Dinner time was always an adventure. I can count on one hand the number of times we managed to eat a whole meal without Henry demanding his "fair" share of grub. Anyone who has a two year old already knows the futility of saying "no." Imagine having to say that for nine plus years. Every time was the same. We'd sit down to eat and Henry would sit right beside us looking up and waiting. First came a whimper, then a bark, followed by a hailstorm of barks, until, finally, the "parents" relented and threw down a morsel or two or three or four. Sometimes, we'd just put down a whole plate and let him eat right off it. Wasn't it Bill Cosby who once said that parents weren't interested in justice, they wanted quiet? Truer words were never uttered. Henry had us trained but good.

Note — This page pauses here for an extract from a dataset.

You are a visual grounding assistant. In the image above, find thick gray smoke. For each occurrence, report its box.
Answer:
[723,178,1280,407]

And speaking of trained, Henry always knew when it was time for us to take him out for a walk. Basically, it was anytime he felt like it. Usually right before bedtime or in the middle of the night. Timing was not his strong suit. And it usually fell to me to take him out. He was always so happy to see that leash. No matter the time of year or temperature outside, a walkie poo was a treat extraordinaire for the little guy.

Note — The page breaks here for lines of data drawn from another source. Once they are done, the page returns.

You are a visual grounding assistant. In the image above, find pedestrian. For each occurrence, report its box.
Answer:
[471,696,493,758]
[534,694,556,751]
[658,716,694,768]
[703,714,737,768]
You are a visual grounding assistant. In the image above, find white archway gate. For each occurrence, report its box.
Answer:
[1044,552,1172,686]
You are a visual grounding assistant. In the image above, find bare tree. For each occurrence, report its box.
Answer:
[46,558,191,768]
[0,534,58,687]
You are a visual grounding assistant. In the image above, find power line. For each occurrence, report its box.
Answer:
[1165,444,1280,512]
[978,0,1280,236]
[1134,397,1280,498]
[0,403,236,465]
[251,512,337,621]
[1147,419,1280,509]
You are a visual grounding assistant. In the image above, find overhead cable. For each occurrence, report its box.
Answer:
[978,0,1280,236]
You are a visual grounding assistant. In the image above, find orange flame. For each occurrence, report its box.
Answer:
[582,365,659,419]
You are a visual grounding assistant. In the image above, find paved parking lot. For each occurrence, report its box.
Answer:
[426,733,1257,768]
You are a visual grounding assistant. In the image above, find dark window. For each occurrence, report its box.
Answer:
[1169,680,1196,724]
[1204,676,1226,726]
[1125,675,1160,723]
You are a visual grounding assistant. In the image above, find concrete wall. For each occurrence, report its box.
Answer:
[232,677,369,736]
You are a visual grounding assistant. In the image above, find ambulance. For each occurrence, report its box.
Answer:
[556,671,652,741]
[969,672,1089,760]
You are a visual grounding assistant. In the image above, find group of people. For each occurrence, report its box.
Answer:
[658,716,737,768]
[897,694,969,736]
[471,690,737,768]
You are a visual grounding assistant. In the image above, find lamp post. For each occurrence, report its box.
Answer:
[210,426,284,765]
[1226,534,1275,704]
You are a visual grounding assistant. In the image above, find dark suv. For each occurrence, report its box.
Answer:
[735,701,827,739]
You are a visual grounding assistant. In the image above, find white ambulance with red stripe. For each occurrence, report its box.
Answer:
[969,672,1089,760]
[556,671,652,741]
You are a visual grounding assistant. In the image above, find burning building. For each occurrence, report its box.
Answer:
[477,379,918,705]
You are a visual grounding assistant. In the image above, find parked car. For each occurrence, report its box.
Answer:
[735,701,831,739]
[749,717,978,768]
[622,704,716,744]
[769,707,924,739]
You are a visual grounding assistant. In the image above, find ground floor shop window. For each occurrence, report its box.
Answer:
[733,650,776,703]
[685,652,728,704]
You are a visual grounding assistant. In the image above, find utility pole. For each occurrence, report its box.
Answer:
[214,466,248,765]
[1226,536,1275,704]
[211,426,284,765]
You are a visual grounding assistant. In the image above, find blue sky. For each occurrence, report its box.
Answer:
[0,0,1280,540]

Once business was concluded, both figuratively and literally, Henry would stroll into the bedroom and whimper until my wife picked him up and put him on the bed. On those nights when I stayed up late to watch some TV, I would come to bed to find Old Yeller sound asleep on my pillow. Trying to move him without waking my wife proved a herculean task. Sometimes the best I could manage was getting him to the foot of the bed. I looked like a contortionist trying to get into my own bed while Henry slept comfortably. Again, oblivious.

I miss those moments. Now that I think about it, they weren't so little after all. They defined Henry. Scarcely a meal goes by that we don't look down expecting to see him waiting for us to feed him. The leash he loved so much still hangs by the back door patiently waiting for a moment that will never come again. And it seems ages since I had to squeeze my 5 foot 6 inch frame into a 3 foot space just to go to bed. What the hell, a good night's sleep is overrated anyway, right?

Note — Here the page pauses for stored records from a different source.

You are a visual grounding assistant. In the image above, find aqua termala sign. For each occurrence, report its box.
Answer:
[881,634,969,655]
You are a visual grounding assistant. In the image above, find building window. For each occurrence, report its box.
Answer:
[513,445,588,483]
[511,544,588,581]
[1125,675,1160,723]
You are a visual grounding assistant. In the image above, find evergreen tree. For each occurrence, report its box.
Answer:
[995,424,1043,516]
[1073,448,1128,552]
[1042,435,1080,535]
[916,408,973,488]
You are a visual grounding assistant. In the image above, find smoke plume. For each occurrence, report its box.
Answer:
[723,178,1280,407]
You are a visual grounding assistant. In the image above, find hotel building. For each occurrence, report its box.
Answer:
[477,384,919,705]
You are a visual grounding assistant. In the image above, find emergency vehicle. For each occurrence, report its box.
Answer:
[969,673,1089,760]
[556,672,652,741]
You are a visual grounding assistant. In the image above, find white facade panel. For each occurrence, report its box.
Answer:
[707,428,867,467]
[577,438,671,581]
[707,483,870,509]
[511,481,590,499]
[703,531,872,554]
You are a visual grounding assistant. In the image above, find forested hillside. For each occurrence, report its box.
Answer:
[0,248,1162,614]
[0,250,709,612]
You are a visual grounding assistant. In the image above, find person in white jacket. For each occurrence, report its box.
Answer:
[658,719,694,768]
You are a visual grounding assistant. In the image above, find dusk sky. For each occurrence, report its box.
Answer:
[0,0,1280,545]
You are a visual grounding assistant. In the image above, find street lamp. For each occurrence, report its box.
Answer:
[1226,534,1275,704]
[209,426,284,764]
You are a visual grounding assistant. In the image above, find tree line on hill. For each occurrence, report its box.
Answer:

Once more, Puffin is the king of his castle with no one to challenge him, chase him or egg him on. And, best of all, he gets sole dibs on my wife's lap. Our other cat, Skye, has taken to Henry's old bed. She looks good in it. It gives my wife and I some comfort knowing that something of Henry survived him.

Recently, I had a chance to see Warren Zevon's last appearance on Letterman. Zevon was dying of lung cancer and Letterman was asking him how he was dealing with it. "You learn to enjoy every sandwich," was his reply. It still amazes me that a man facing a death sentence could be that open, honest and courageous. The more I think about it, though, his words should be a warning to all of us. When you get right down to it, life is really nothing more than a bunch of sandwiches strung together for us to enjoy. Those we discard are lost to us forever. We never get the chance to go back and reclaim them.

I'm sure there were a few such sandwiches involving Henry that I passed on that are now gone forever. That is my loss. Gratefully, there are far more sandwiches which I enjoyed and will always savor. He was, and always will be, our fella. My wife and I were blessed to have him in our lives. And though we miss him terribly, we cherish each and every memory, even the embarrassing ones. We wouldn't trade any of them for all the gold in the world.

So, one last time, let me say, "Time to go sleepy bye, Henry. Go sleepy bye. Daddy loves you very much."